JA: You've also recently been experimenting with making the O(1) scheduler aware
of Hyper-Threading (aka symmetric-multithreading) capable CPU's. You explained in
an email to the Linux kernel mailing list how you implemented this by introducing
the concept of a shared runqueue. With future tuning, how much of a performance
gain do you think you can get by adding this support?
Ingo Molnar: this patch makes a measurable impact when the HT-capable system is
not fully utilized. Eg. if a 2-CPU HT system (4 logical CPUs) has 2 tasks running.
In this case the correct scheduling decision is to move the two tasks to two different
physical CPUs. This alone can result in an up to 30% performance increase of the
two task's performance - but for HT systems that are out on the market now it could
have a bigger impact as well. It all depends on the tasks, how much cache they use
and how well the SMT hardware switches between logical CPUs.
when the HT system is fully utilized then the 'stock' scheduler gets pretty close
to the 'HT-aware' scheduler's performance, due to an existing feature of the scheduler,
the so-called "cache-decay based affinity".
JA: Have you had much feedback regarding this patch?

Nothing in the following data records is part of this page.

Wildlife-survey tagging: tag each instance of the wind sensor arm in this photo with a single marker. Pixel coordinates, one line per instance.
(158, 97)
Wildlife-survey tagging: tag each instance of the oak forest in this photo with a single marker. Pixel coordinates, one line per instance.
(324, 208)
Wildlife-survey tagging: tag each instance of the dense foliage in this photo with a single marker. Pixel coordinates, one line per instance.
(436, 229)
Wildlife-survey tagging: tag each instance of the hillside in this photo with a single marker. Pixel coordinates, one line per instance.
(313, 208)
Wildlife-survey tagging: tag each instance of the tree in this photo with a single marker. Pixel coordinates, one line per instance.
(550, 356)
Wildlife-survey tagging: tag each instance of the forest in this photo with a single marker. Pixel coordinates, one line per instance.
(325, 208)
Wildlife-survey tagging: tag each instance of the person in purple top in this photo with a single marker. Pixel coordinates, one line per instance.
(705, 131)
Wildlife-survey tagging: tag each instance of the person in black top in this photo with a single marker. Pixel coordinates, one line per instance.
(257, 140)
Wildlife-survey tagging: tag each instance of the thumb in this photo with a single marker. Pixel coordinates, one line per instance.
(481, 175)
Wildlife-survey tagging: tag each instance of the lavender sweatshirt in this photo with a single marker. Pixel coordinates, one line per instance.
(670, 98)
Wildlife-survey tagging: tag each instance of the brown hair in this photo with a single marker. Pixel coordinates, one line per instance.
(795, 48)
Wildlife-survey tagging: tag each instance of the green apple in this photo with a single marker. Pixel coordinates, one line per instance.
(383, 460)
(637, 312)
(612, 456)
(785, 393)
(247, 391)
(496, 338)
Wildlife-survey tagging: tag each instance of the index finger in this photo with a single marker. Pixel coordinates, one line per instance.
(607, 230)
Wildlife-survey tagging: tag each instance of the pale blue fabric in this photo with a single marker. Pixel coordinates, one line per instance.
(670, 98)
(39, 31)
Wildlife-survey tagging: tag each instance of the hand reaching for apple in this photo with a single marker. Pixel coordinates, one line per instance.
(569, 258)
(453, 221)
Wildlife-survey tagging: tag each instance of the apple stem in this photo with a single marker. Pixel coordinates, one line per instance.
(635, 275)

Ingo Molnar: Intel is obviously interested, and so were a number of kernel developers,
and users as well. But i do not expect the kind of feedback the O(1) scheduler itself
produced - HT systems are fresh on the market, and the stock O(1) scheduler handles
it reasonably well already.
JA: What processors currently support Hyper-Threading?
Ingo Molnar: only Intel AFAIK - Hyper-Threading is an Intel trademark iirc. I think
there are some non-x86 CPUs that have SMT concepts included, perhaps PowerPCs or
Alpha?
JA: You're also the author of the original kernel preemption patch. How did your
patch differ from the more recent work Robert Love has done in this area?
Ingo Molnar: it was a small concept-patch from early 2000 that just showed that
a preemptible kernel can indeed be done by using SMP spinlocks. The patch, while
it booted and appeared to work to a certain degree, had bugs and did not handle
the many cases that need special care, which Robert's patches and the current 2.5
kernel handles correctly.
otherwise the base approach is IMO very similar, it has things like:
+ preempt_on();
clear_highpage(page);
+ preempt_off();
and:
+ atomic_inc_local(¤t->may_preempt);
which is quite similar to what we have 2.5 today, with the difference that
Robert and the kernel developer community actually did the other 95% of the work
:-)
JA: Are you also actively working on 2.5 preemptible kernel development?
Ingo Molnar: The maintainer is Robert - i do tend to send smaller preempt related
patches (and even a larger one, the 'IRQ lock removal' patch centered around the
use of the preemption count). I'm obviously interested in the topic, and i'm happy
that all the seemingly conflicting concepts as lowlatency and preemption are now
properly merged into 2.5 and that we have really good kernel latencies. Other pressing
topics like the scheduler and the threading code still keep me busy most of the
time.
JA: Your IRQ rewrite and Robert's preemptible kernel work have resulted in a unified
per-task atomic count (the preempt_count) and a lot of code being cleaned up. Do
you have plans to do more work in this area?
Ingo Molnar: not at the moment - right now i think that the IRQ code could hardly
be any cleaner than it is today :-)
JA: What other kernel projects are you currently working on?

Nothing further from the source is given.